Sorrento Art Experience
Sorrento Art Experience
Dal 15 Marzo 2015 al 20 Aprile 2015
Sorrento | Napoli | Visualizza tutte le mostre a Napoli
Luogo: Wonderwall Art Gallery
Indirizzo: corso Italia 26
Orari: tutti i giorni 10.30-13.30 / 17.30-22
Curatori: Manuela Esposito
Costo del biglietto: ingresso gratuito
Telefono per informazioni: +39 081 8770667
E-Mail info: wonderwallartgallery@gmail.com
Sito ufficiale: http://wonderwallartgallery.com
WONDERWALL ART GALLERY inaugura la prima edizione di SORRENTOARTEXPERIENCE, un interattivo progetto espositivo che vede protagonisti otto artisti contemporanei, legati per nascita o per adozione all’incantevole Terra delle sirene.

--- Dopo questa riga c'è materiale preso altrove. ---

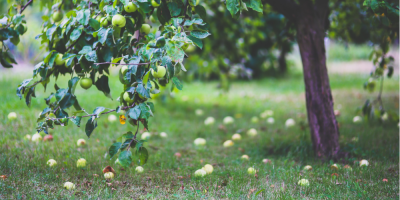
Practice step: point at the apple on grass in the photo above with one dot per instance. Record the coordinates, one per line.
(118, 21)
(108, 175)
(236, 137)
(252, 132)
(251, 171)
(81, 162)
(81, 142)
(12, 116)
(208, 168)
(160, 73)
(303, 182)
(48, 138)
(228, 120)
(36, 137)
(139, 169)
(200, 173)
(86, 83)
(155, 4)
(69, 186)
(51, 163)
(112, 118)
(209, 121)
(163, 134)
(130, 8)
(199, 142)
(228, 143)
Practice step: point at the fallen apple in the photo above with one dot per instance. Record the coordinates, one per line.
(36, 137)
(209, 121)
(69, 186)
(139, 169)
(200, 173)
(199, 142)
(228, 143)
(236, 137)
(12, 116)
(81, 142)
(51, 163)
(81, 162)
(252, 132)
(208, 168)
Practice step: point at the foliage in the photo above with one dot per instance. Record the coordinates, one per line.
(94, 36)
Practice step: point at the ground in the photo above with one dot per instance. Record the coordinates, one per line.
(168, 177)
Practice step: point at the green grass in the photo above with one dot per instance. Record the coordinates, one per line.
(290, 149)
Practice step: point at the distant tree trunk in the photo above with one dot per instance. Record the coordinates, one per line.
(321, 118)
(282, 61)
(310, 18)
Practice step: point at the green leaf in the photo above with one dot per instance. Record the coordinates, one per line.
(232, 6)
(114, 148)
(102, 85)
(76, 34)
(134, 112)
(142, 91)
(125, 158)
(145, 111)
(76, 121)
(143, 155)
(72, 85)
(200, 34)
(196, 41)
(177, 83)
(256, 5)
(90, 126)
(174, 9)
(98, 110)
(94, 24)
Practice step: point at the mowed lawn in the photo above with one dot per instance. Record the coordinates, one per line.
(168, 177)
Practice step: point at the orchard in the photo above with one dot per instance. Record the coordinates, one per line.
(188, 99)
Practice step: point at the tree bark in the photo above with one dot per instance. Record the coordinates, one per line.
(321, 118)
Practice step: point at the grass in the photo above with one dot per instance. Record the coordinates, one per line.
(166, 177)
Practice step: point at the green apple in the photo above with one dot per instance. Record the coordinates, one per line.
(57, 16)
(25, 28)
(104, 22)
(152, 19)
(161, 71)
(145, 29)
(130, 7)
(132, 20)
(127, 98)
(191, 3)
(118, 21)
(59, 61)
(154, 3)
(86, 83)
(12, 116)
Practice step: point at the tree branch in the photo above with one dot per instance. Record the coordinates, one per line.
(288, 8)
(90, 115)
(24, 7)
(106, 63)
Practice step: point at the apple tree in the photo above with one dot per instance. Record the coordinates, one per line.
(90, 37)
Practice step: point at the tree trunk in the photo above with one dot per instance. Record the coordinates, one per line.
(321, 118)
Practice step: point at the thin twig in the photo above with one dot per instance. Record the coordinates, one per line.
(24, 7)
(134, 137)
(105, 63)
(73, 117)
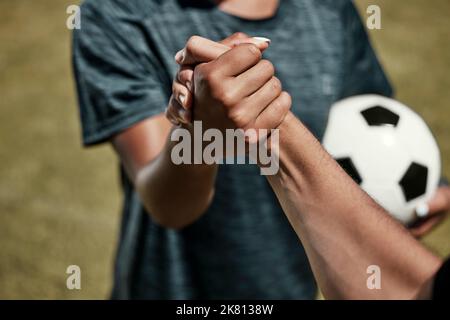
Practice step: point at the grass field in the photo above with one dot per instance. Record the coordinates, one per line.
(59, 203)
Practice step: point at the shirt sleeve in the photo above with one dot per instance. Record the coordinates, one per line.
(363, 73)
(118, 76)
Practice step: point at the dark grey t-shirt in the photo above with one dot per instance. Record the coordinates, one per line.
(243, 246)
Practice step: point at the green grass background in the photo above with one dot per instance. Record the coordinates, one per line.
(59, 203)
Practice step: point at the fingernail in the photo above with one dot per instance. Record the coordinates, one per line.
(262, 39)
(179, 56)
(181, 115)
(422, 210)
(182, 99)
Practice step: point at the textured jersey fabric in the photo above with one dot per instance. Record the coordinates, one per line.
(243, 246)
(441, 286)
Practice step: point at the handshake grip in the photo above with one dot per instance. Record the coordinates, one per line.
(227, 85)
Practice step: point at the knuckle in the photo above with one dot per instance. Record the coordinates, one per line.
(239, 117)
(268, 66)
(192, 43)
(253, 51)
(276, 85)
(226, 96)
(239, 35)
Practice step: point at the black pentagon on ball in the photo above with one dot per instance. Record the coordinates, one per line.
(414, 181)
(380, 116)
(350, 168)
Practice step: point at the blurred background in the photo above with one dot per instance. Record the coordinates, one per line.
(60, 203)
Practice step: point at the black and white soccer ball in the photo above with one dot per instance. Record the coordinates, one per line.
(387, 149)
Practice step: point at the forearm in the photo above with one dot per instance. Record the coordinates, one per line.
(163, 186)
(342, 229)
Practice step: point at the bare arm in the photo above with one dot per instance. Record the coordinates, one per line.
(166, 189)
(342, 229)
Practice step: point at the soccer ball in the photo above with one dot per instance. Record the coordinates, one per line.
(387, 149)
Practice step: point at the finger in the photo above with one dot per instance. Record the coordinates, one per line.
(176, 113)
(229, 41)
(260, 42)
(272, 116)
(199, 50)
(252, 106)
(237, 60)
(253, 79)
(183, 96)
(186, 76)
(441, 201)
(423, 227)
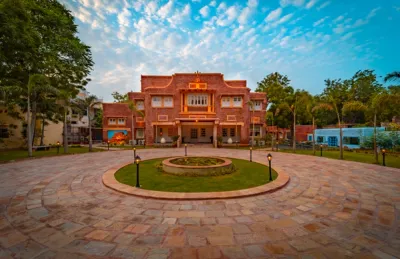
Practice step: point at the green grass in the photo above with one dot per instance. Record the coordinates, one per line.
(391, 160)
(249, 174)
(197, 161)
(9, 155)
(129, 147)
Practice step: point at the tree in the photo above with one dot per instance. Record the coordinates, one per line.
(42, 42)
(252, 108)
(294, 103)
(394, 76)
(87, 105)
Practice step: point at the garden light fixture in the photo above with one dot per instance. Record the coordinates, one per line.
(270, 170)
(137, 162)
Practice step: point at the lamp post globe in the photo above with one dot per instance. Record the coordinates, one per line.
(269, 156)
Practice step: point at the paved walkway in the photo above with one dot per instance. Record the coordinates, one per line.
(58, 208)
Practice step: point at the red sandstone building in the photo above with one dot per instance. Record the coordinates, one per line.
(197, 107)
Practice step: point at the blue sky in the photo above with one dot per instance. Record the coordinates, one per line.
(308, 40)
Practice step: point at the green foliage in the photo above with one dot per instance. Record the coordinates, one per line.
(119, 98)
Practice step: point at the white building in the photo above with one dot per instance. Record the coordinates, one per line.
(352, 137)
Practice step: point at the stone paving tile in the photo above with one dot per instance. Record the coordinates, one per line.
(329, 209)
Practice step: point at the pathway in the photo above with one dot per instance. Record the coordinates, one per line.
(57, 207)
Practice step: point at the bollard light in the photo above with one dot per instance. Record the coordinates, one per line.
(270, 170)
(383, 157)
(137, 162)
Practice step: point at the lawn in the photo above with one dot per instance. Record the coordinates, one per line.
(248, 174)
(391, 160)
(9, 155)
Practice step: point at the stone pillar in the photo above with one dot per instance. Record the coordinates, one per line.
(215, 135)
(178, 144)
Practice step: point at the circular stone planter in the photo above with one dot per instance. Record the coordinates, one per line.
(221, 168)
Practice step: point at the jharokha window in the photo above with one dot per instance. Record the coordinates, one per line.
(162, 101)
(232, 102)
(197, 99)
(112, 121)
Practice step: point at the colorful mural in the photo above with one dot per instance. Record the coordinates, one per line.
(118, 136)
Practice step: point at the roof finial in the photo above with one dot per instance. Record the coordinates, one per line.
(197, 73)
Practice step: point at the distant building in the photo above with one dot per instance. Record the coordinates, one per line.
(78, 126)
(197, 107)
(11, 131)
(352, 137)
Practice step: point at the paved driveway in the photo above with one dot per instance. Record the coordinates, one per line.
(58, 208)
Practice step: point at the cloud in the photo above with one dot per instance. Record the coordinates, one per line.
(323, 5)
(228, 16)
(123, 17)
(347, 36)
(320, 21)
(180, 16)
(273, 15)
(291, 2)
(204, 11)
(311, 4)
(165, 10)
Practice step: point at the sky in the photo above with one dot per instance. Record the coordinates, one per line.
(307, 40)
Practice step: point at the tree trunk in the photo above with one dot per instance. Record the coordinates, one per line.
(375, 146)
(33, 122)
(42, 135)
(294, 132)
(341, 139)
(252, 135)
(65, 133)
(133, 130)
(90, 131)
(29, 127)
(313, 135)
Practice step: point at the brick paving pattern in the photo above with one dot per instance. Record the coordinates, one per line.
(58, 208)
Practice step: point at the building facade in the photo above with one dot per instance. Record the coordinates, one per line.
(197, 107)
(352, 137)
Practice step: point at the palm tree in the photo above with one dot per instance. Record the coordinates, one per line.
(87, 104)
(394, 76)
(270, 115)
(252, 107)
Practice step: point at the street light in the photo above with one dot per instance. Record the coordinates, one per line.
(137, 162)
(270, 170)
(383, 157)
(58, 147)
(185, 149)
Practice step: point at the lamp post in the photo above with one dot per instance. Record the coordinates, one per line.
(137, 162)
(270, 170)
(383, 157)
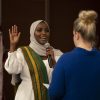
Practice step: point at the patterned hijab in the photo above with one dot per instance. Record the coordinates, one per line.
(38, 48)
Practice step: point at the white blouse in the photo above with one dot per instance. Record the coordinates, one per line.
(16, 64)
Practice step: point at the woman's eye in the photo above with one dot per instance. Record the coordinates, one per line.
(39, 30)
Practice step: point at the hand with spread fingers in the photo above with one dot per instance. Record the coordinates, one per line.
(14, 37)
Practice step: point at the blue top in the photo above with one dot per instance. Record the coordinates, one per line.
(76, 76)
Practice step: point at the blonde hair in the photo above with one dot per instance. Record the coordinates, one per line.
(86, 25)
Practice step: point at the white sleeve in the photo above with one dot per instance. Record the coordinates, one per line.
(13, 64)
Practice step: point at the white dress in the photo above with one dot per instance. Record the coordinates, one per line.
(16, 64)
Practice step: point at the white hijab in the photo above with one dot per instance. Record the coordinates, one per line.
(38, 48)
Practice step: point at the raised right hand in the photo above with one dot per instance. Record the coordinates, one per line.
(14, 37)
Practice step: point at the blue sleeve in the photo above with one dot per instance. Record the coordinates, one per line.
(57, 85)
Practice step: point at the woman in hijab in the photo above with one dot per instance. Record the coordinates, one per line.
(31, 62)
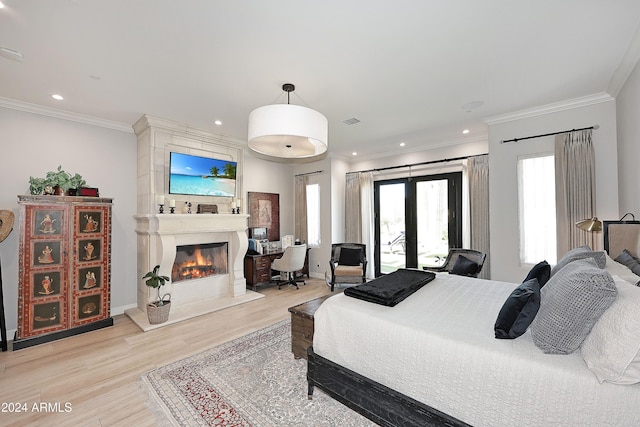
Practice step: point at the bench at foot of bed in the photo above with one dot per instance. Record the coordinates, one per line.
(375, 401)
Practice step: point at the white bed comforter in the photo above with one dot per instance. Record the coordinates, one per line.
(438, 347)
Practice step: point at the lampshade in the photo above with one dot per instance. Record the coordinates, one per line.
(593, 224)
(288, 131)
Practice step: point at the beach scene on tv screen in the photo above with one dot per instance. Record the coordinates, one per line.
(201, 176)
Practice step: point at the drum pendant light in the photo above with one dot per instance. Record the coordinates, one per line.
(288, 131)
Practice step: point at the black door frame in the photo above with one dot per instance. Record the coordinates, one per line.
(454, 180)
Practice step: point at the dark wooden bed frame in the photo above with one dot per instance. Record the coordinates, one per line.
(388, 407)
(373, 400)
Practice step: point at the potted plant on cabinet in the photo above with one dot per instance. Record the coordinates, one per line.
(157, 311)
(56, 182)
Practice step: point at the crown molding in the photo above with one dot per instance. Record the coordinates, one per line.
(64, 115)
(479, 137)
(550, 108)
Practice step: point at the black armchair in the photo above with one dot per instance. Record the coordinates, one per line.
(348, 263)
(470, 266)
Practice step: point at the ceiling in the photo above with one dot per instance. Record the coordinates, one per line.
(404, 68)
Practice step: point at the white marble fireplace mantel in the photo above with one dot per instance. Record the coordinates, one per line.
(158, 237)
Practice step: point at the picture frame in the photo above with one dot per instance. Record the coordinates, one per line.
(264, 211)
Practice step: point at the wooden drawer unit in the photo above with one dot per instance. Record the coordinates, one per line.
(302, 326)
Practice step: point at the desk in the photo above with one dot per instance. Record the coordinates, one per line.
(257, 268)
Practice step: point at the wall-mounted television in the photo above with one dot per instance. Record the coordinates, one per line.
(201, 176)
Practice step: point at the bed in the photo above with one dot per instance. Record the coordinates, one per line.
(433, 360)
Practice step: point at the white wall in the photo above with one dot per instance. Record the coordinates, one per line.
(503, 192)
(475, 146)
(628, 114)
(34, 144)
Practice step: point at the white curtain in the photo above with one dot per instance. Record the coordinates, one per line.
(352, 209)
(575, 188)
(367, 226)
(478, 173)
(300, 226)
(359, 227)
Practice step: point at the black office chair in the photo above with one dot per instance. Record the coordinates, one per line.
(348, 263)
(470, 265)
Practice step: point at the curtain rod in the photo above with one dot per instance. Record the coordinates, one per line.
(419, 164)
(309, 173)
(594, 127)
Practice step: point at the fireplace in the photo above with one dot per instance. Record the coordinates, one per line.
(199, 261)
(219, 240)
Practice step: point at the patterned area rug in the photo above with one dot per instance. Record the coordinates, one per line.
(251, 381)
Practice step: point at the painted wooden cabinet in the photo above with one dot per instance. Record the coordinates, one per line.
(65, 267)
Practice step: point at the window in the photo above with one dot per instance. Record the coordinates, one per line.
(537, 208)
(313, 215)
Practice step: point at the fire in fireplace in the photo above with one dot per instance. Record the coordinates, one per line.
(198, 261)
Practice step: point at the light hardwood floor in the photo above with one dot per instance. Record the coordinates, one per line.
(96, 373)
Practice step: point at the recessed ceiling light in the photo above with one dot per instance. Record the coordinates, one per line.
(470, 106)
(11, 54)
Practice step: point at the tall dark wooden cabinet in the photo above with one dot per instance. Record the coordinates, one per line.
(65, 267)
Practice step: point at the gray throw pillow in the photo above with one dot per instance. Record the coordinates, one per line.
(580, 252)
(629, 261)
(571, 303)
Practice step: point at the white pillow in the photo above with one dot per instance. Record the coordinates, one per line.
(612, 349)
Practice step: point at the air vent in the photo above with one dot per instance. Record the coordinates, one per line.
(351, 121)
(10, 54)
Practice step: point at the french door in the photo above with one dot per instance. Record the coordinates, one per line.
(417, 220)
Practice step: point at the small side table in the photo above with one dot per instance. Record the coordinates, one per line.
(302, 326)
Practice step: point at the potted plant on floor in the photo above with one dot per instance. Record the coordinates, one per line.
(157, 311)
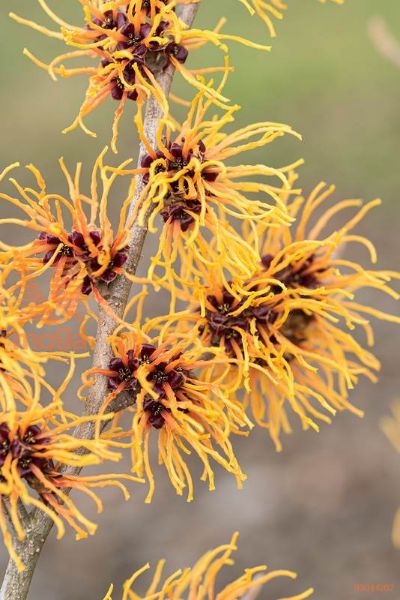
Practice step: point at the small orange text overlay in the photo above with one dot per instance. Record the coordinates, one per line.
(374, 588)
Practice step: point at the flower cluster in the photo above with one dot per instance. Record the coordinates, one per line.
(40, 458)
(199, 581)
(270, 302)
(132, 41)
(73, 238)
(36, 450)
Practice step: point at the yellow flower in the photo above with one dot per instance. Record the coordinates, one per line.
(36, 450)
(74, 238)
(131, 42)
(391, 427)
(288, 330)
(199, 582)
(171, 402)
(191, 183)
(273, 9)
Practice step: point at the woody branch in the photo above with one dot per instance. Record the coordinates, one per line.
(37, 525)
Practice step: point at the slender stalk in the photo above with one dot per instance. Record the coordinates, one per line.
(38, 526)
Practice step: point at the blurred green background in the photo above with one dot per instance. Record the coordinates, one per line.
(324, 507)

Un’occasione per poter vivere in prima persona il variegato panorama artistico del territorio, con un percorso i cui interpreti danno voce alla propria inconfondibile traccia stilistica.
La mostra, curata da Manuela Esposito con la collaborazione di Federica Barile, Caterina Ianni, Antonino Stinga, ospita più di venti opere tra pittura e scultura che accompagneranno i visitatori nella fruizione dell’inesauribile meraviglia dell’arte.
L’ecletticità dell’esposizione identifica per ciascun nome una personalità unica capace di creare un macrocosmo fatto di tradizione, sapienza culturale, conoscenza del territorio e passione. Una selezione di artisti che delinea uno sguardo obiettivo sulla qualità espressiva di personalità già affermate, attive nel panorama contemporaneo, attraverso cui dare rilievo al grande lavoro di studio e ricerca realizzato in questo territorio.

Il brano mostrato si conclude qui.